Family members and labour rights organisations have protested the charge sheet submitted in Aminul Islam murder case, saying that it does not contain the names of intelligence officials who, they believe, were involved in the killing.
Despite repeated allegations of family members and colleagues, no intelligence agency personnel have been named in the charge sheet of the labour rights activist murder case.
The charge sheet submitted by the Criminal Investigation Department (CID) to a Tangail court last November has shown Mustafizur Rahman, a source of the National Security Intelligence (NSI), as the prime suspect for Aminul's murder. Mustafiz went into hiding a few days after the murder.
Though nearly five months have passed since the charge sheet was submitted, the matter came to media's knowledge only recently. In fact, even Aminul's family members were not aware of the charge sheet until this correspondent informed them on Thursday.
Aminul, an organiser of Bangladesh Centre for Workers Solidarity (BCWS) for Savar-Ashulia area and also a leader of Bangladesh Garments and Industrial Workers' Federation (BGIWF), went missing after he was taken away from his Ashulia office by Mustafizur on April 4, 2012.
His body was found at Ghatail in Tangail a day later with several torture marks. The autopsy report stated that Aminul was murdered.
Aminul's family and colleagues believe that intelligence agencies had a hand in the murder as the labour activist had earlier escaped after having been allegedly abducted by the NSI in 2010.
Hosne Ara Fahima, Aminul's wife, said that intelligence agency personnel always kept her husband under surveillance. She also alleged that they came to their residence in search of Aminul and threatened him a number of times.
In June 2010, Aminul had informed his family members and his colleagues at BCWS about his abduction by the NSI.
Aminul also had given the names of the abductors, who wanted him to stop labour organising activities at Ashulia and Savar and forced him to give statements saying that the BCWS was engaged in illegal and anti-state activities, said both Fahima and Kalpana Akter, executive director of the BCWS.
Kalpana said that they had sent a letter to the NSI, demanding explanation for the abduction and torture of Aminul.
In response, an additional director of the NSI had denied torturing Aminul, Kalpana said.
Following the alleged abduction, she said, an intelligence agency gave a report to the Prime Minister's Office (PMO) accusing the BCWS of anti-state activities and inciting violence in garment factories.

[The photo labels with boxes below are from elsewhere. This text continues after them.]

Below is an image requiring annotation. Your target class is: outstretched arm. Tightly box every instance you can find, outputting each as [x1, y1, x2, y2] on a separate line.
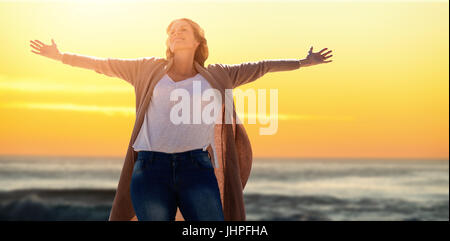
[30, 39, 145, 86]
[221, 47, 333, 88]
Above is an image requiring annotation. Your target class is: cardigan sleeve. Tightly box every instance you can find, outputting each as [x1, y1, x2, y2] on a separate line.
[61, 52, 146, 86]
[222, 59, 300, 88]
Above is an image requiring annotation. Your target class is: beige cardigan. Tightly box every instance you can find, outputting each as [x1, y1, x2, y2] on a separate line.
[62, 53, 300, 221]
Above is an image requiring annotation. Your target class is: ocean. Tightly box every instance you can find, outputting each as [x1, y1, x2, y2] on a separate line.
[0, 156, 449, 221]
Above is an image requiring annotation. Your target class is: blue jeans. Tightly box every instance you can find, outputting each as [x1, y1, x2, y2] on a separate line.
[130, 149, 224, 221]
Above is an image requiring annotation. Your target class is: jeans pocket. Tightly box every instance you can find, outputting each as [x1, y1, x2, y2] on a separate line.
[133, 158, 144, 173]
[192, 152, 214, 169]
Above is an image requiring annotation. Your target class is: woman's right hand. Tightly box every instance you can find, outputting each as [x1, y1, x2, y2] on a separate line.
[30, 39, 62, 61]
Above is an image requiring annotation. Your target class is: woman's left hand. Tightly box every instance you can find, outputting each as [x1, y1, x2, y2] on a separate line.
[304, 46, 333, 66]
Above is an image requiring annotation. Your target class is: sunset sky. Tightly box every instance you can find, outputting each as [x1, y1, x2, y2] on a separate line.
[0, 0, 449, 159]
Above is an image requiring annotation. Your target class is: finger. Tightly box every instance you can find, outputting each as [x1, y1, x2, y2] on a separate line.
[31, 41, 44, 48]
[30, 40, 41, 47]
[322, 50, 331, 56]
[30, 44, 41, 50]
[30, 42, 42, 48]
[319, 48, 328, 54]
[35, 39, 45, 46]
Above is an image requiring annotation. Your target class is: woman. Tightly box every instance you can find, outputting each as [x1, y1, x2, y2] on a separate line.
[31, 18, 332, 221]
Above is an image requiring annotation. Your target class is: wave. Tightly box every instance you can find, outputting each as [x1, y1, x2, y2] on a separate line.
[0, 189, 449, 221]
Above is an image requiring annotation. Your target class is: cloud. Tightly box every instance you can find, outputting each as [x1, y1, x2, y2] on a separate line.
[0, 102, 136, 116]
[0, 76, 133, 93]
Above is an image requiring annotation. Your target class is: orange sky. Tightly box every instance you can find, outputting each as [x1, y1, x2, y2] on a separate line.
[0, 1, 449, 159]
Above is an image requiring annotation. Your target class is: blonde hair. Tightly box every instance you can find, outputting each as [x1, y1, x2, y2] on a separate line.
[166, 18, 209, 67]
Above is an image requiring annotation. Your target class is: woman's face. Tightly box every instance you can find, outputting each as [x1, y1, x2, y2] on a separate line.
[169, 20, 199, 53]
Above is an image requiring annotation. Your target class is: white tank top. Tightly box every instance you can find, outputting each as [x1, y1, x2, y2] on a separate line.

On the basis of the report, the government cancelled the registrations of the NGO. However, the registrations were reinstated later.
"The torture marks on Aminul's body were similar to those he sustained during his abduction in 2010," alleged Kalpana, adding that the CID had intentionally left out the names of NSI officials.
"We will submit a no-confidence plea against the charge sheet," she said.
Their claim is supported by the fact that the Detective Branch (DB) of Police, which investigated the case initially, also found Mustafizur's link with intelligence agencies.
A source in the DB told this correspondent that by scrutinising Mustafiz's phone call records, they found he had talked with at least two officials of the NSI and a security official of Bangladesh Export Processing Zones Authority (BEPZA) on the day of Aminul's disappearance and also a couple of days before and after that.
However, the DB was not given the permission to take actions against those officials, said the source.
Rather, the case was transferred to the CID mid-November in 2012, said Humayun Kabir Akhand, the first investigation officer (IO) of the case.
However, current IO of the case Fazlul Kabir, assistant superintendent of police of the CID, had a different explanation. "It is true NSI officials talked with Mustafiz. But they did so because he was their source. That does not mean they were involved."
The CID interrogated the intelligence officers in question but did not find anything that proves their involvement in the murder, he told The Daily Star.
According to a DB source, suspect Mustafiz was a labour leader at Queens South Textiles Ltd at the Dhaka EPZ but was sacked in 2009. After that, he started working as a source of the NSI, the BEPZA and the industrial police.
Though he never attended office, Mustafizur regularly drew salary as a worker under the muster roll of the BEPZA's medical centre, the DB source said.
The salary was deposited to his account in the Dhaka EPZ branch of a private bank till August, 2012 but no withdrawal was made after Aminul's murder, the source added.
However, the CID has no clue about Mustafiz's whereabouts since then.
"We do not know whether he is dead or alive or whether he is in the country or abroad," Fazlul Kabir said.
Aminul's wife Fahima said, "It has been two years but not even a single person has been arrested. I do not know if I would ever get justice".